The NFL initially handed Rice a two-game suspension after conducting its own investigation but suspended him indefinitely when the footage from inside the elevator was published by TMZ shortly after the 2014 season began. The Ravens immediately released the star running back—with Harbaugh saying that “[the footage] is something we saw for the first time today … it changed things, of course”—and Rice didn’t play another snap in the NFL. Bisciotti later admitted that the team didn’t do enough work investigating the case before the footage of Rice striking his fiancée was released and apologized to fans for his handling of the situation.
The complete mishandling of the Rice case created a mess for the NFL, but it did lead to an overhaul of the league’s personal conduct policy, including how the commissioner’s exempt list could essentially serve as a paid suspension for players facing criminal charges or under an NFL investigation for domestic violence, sexual assault, or child abuse. Now it will be up to Roger Goodell to decide whether the NFL will investigate and whether Tucker will eventually be placed on the exempt list. (Watson never landed on the exempt list because he wasn’t criminally charged, and the Texans held him out of games during the 2021 season, though he remained on the active roster.) The team could look to recoup some of Tucker’s salary bonuses if the league does find that he violated the personal conduct policy. But that will be a drawn-out process, likely involving lawyers and independent arbiters.

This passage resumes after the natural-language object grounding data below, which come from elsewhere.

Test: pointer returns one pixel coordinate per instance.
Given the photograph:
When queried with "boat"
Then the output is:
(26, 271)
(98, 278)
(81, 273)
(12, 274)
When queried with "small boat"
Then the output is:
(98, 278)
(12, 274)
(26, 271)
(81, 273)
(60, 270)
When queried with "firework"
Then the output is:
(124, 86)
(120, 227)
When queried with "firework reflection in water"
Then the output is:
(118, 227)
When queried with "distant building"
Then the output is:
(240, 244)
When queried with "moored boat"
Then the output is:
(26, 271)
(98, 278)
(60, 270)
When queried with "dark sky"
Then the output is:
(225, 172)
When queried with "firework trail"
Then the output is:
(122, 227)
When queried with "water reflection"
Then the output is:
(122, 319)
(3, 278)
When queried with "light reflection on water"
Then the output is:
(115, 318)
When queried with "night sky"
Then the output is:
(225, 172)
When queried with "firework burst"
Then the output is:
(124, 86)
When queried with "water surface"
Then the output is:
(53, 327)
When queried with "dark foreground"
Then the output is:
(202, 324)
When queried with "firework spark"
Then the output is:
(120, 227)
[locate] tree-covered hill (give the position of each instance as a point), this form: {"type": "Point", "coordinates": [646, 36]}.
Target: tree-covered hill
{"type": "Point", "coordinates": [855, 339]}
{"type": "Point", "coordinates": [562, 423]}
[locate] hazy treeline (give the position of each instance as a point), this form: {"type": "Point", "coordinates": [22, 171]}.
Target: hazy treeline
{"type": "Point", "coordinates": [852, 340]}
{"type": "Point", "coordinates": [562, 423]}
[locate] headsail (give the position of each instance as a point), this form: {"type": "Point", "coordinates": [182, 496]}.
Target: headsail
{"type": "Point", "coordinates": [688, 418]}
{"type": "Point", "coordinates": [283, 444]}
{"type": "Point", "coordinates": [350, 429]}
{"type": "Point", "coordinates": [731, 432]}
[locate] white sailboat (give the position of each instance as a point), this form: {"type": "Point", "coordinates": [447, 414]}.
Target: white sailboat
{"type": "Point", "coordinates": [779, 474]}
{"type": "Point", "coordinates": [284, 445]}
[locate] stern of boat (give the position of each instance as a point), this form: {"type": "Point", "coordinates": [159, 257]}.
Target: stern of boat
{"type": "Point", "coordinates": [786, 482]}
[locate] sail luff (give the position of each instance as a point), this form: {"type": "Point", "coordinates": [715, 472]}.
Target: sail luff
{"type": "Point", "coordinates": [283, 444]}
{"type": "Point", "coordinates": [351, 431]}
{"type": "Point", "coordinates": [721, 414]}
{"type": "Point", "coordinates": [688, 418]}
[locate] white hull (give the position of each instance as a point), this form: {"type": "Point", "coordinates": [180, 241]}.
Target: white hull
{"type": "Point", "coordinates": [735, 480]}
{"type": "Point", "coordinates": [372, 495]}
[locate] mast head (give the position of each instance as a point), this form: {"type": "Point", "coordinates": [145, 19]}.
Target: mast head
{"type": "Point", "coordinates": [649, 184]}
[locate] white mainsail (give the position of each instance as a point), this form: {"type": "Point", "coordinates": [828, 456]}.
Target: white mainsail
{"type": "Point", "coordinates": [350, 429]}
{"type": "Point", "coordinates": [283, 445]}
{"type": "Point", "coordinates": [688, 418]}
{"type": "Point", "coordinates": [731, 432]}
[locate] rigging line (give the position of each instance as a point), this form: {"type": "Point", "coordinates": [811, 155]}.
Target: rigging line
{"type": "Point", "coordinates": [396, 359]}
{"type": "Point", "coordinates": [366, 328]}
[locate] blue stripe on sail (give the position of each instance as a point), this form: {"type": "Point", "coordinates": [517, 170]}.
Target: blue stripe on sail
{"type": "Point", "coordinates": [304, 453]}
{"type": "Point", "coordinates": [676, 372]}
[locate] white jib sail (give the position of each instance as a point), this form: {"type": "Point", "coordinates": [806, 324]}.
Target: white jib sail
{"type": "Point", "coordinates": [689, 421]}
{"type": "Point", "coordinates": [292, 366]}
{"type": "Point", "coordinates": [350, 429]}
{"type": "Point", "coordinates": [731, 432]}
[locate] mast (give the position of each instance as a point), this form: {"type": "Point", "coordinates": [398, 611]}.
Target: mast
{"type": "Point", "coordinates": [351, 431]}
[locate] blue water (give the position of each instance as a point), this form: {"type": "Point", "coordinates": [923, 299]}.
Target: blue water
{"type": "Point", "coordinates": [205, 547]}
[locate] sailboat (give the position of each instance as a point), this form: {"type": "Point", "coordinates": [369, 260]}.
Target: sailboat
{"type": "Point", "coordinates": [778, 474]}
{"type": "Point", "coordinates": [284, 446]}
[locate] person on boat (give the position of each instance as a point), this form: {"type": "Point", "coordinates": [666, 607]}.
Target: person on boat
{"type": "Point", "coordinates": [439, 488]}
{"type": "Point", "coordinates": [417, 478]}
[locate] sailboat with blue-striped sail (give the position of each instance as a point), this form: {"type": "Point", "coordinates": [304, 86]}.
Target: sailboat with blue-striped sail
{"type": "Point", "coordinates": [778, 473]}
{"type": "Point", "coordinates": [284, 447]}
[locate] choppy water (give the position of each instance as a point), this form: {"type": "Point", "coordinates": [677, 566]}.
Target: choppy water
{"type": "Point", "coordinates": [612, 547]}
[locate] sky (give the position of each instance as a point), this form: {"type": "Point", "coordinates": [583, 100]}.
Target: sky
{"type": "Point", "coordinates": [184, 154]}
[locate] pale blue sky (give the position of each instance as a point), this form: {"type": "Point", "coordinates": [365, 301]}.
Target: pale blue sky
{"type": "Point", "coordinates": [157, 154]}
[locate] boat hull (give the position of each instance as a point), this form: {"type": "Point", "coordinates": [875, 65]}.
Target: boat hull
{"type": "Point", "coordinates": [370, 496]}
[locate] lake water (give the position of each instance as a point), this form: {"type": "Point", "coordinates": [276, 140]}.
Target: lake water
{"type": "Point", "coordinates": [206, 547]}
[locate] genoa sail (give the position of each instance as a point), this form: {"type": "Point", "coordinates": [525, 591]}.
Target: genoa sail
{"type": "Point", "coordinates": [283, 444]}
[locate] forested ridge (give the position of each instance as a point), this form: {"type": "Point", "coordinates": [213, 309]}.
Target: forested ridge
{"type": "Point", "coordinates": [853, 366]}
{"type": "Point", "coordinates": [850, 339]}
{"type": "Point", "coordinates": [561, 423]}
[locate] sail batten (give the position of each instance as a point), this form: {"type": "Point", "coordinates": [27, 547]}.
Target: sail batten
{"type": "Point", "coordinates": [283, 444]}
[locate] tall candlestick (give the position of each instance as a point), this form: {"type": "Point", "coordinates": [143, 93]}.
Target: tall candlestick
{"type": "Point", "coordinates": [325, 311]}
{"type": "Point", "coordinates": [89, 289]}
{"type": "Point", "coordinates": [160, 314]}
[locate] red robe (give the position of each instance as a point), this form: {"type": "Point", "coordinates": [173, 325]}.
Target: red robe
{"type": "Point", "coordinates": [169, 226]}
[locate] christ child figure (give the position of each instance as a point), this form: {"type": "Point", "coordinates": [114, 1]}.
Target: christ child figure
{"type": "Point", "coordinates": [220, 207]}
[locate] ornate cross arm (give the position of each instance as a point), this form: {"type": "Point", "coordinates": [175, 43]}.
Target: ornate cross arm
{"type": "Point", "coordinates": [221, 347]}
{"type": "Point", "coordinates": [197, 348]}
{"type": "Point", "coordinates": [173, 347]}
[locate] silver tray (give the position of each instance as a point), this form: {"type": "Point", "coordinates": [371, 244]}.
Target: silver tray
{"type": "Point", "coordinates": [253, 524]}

Tucker is Baltimore’s all-time leading scorer and has been one of the most visible players in the area since breaking out as the league’s top kicker in the 2010s, signing various endorsement deals with local businesses over his 13-year career. He was a member of the Super Bowl–winning team during the 2012 season and represented the Ravens in seven Pro Bowls.

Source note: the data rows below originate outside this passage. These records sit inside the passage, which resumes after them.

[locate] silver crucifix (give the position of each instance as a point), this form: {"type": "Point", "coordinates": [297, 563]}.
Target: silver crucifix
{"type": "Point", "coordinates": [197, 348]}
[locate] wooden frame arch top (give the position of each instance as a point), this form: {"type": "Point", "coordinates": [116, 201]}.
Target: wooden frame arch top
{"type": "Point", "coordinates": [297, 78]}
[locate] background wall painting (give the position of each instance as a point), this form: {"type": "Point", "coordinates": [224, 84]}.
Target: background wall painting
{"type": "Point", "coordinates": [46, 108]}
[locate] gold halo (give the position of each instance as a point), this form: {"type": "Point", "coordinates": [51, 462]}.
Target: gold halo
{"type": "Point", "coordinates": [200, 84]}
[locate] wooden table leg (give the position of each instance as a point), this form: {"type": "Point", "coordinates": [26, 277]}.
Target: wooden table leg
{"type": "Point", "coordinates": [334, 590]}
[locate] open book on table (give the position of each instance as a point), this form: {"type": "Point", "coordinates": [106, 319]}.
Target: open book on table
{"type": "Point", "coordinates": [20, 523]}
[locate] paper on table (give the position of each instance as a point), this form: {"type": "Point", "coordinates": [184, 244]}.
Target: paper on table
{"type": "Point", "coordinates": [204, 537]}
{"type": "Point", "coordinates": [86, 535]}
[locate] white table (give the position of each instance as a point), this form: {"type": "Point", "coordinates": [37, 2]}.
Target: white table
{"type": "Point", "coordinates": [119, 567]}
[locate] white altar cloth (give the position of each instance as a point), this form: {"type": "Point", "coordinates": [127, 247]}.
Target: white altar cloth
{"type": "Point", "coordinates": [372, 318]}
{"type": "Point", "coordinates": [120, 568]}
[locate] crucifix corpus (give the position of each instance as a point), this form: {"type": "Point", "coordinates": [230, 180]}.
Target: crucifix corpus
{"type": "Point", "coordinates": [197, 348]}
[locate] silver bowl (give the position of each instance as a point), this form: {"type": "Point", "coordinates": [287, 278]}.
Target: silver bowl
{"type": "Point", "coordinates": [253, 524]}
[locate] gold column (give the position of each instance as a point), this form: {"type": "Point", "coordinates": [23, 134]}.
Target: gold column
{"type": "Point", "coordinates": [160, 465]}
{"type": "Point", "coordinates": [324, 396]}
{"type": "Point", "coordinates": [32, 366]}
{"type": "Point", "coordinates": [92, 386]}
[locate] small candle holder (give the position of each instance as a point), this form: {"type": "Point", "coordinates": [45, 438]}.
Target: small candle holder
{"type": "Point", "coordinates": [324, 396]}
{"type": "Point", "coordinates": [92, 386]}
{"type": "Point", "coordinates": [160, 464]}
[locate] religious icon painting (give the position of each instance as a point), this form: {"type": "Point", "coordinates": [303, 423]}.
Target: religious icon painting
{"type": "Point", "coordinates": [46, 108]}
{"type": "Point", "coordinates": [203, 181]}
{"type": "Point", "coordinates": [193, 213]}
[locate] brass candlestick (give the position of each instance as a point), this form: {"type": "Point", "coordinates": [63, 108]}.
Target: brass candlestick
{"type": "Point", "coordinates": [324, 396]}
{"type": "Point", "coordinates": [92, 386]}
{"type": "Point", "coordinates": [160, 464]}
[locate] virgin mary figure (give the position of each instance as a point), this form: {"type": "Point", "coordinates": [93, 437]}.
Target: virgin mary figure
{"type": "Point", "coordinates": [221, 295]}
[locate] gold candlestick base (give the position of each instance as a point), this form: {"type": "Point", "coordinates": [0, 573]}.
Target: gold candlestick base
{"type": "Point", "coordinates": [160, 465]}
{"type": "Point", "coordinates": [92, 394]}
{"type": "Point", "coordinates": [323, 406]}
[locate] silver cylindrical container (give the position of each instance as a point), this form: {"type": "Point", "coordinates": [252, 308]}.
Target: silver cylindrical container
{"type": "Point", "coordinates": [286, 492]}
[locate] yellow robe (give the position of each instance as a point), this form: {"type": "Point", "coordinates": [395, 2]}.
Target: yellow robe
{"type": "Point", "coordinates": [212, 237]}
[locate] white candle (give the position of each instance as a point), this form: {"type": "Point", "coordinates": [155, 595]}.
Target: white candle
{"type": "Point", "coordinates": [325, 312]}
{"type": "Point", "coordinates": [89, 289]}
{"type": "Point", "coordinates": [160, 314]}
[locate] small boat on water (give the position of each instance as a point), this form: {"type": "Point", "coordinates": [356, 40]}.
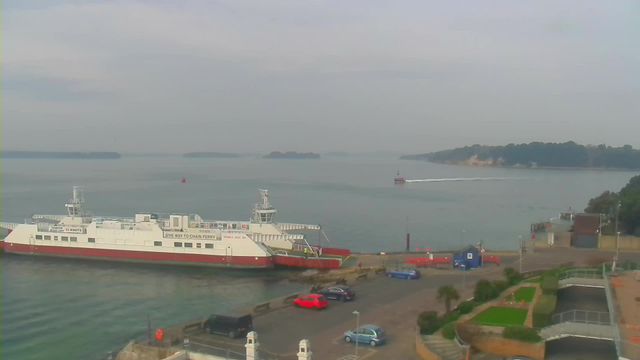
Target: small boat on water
{"type": "Point", "coordinates": [399, 179]}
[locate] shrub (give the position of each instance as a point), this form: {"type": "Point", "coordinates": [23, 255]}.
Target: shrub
{"type": "Point", "coordinates": [451, 317]}
{"type": "Point", "coordinates": [465, 307]}
{"type": "Point", "coordinates": [500, 285]}
{"type": "Point", "coordinates": [512, 276]}
{"type": "Point", "coordinates": [429, 322]}
{"type": "Point", "coordinates": [543, 309]}
{"type": "Point", "coordinates": [549, 285]}
{"type": "Point", "coordinates": [484, 291]}
{"type": "Point", "coordinates": [520, 333]}
{"type": "Point", "coordinates": [449, 331]}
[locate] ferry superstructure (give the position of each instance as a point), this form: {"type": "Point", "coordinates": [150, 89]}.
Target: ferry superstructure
{"type": "Point", "coordinates": [184, 239]}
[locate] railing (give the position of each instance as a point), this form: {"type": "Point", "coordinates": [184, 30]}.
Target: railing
{"type": "Point", "coordinates": [628, 350]}
{"type": "Point", "coordinates": [581, 273]}
{"type": "Point", "coordinates": [226, 353]}
{"type": "Point", "coordinates": [194, 347]}
{"type": "Point", "coordinates": [582, 316]}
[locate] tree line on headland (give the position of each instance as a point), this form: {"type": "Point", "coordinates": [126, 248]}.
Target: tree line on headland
{"type": "Point", "coordinates": [628, 214]}
{"type": "Point", "coordinates": [538, 154]}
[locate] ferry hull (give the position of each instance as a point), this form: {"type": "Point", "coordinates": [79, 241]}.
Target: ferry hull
{"type": "Point", "coordinates": [247, 262]}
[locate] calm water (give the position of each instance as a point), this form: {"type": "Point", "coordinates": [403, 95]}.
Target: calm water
{"type": "Point", "coordinates": [59, 309]}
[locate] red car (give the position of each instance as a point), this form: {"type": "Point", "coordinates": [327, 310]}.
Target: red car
{"type": "Point", "coordinates": [312, 301]}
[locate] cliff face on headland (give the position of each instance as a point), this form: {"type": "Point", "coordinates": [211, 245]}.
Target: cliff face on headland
{"type": "Point", "coordinates": [58, 155]}
{"type": "Point", "coordinates": [537, 154]}
{"type": "Point", "coordinates": [291, 155]}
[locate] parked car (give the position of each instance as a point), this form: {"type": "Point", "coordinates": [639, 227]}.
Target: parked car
{"type": "Point", "coordinates": [408, 273]}
{"type": "Point", "coordinates": [312, 301]}
{"type": "Point", "coordinates": [231, 325]}
{"type": "Point", "coordinates": [370, 334]}
{"type": "Point", "coordinates": [338, 292]}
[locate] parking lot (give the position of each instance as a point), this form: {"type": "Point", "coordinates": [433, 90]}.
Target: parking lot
{"type": "Point", "coordinates": [392, 304]}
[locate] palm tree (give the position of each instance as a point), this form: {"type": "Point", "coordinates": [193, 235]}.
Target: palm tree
{"type": "Point", "coordinates": [447, 293]}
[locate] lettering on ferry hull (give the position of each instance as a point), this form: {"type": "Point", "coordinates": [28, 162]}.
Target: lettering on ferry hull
{"type": "Point", "coordinates": [168, 235]}
{"type": "Point", "coordinates": [66, 229]}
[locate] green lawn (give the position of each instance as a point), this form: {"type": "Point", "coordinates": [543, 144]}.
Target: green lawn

If the Ravens want to part ways with Tucker immediately, they’ll likely have to release him. Cutting the 35-year-old, who’s coming off the worst season of his career, would result in a $7.5 million dead cap hit and would cost Baltimore an additional $445,000 in 2025 cap space, per Spotrac. The team could make Tucker a post–June 1 cut, which would spread out his dead cap charge over two years and save the team $4.2 million in 2025 cap space. That may make more financial sense for the team, but Harbaugh’s suggestion that the Ravens may have a “zero tolerance” policy would imply their decision won’t be dictated by the league’s salary cap structure.
This is just the beginning of this story. More facts will be revealed over the coming months. But as things stand, six separate women and two spas say that Tucker engaged in reprehensible behavior. The Ravens will have to respond in more than a two-sentence statement at some point. And once again, we’ll all be watching to see what they do.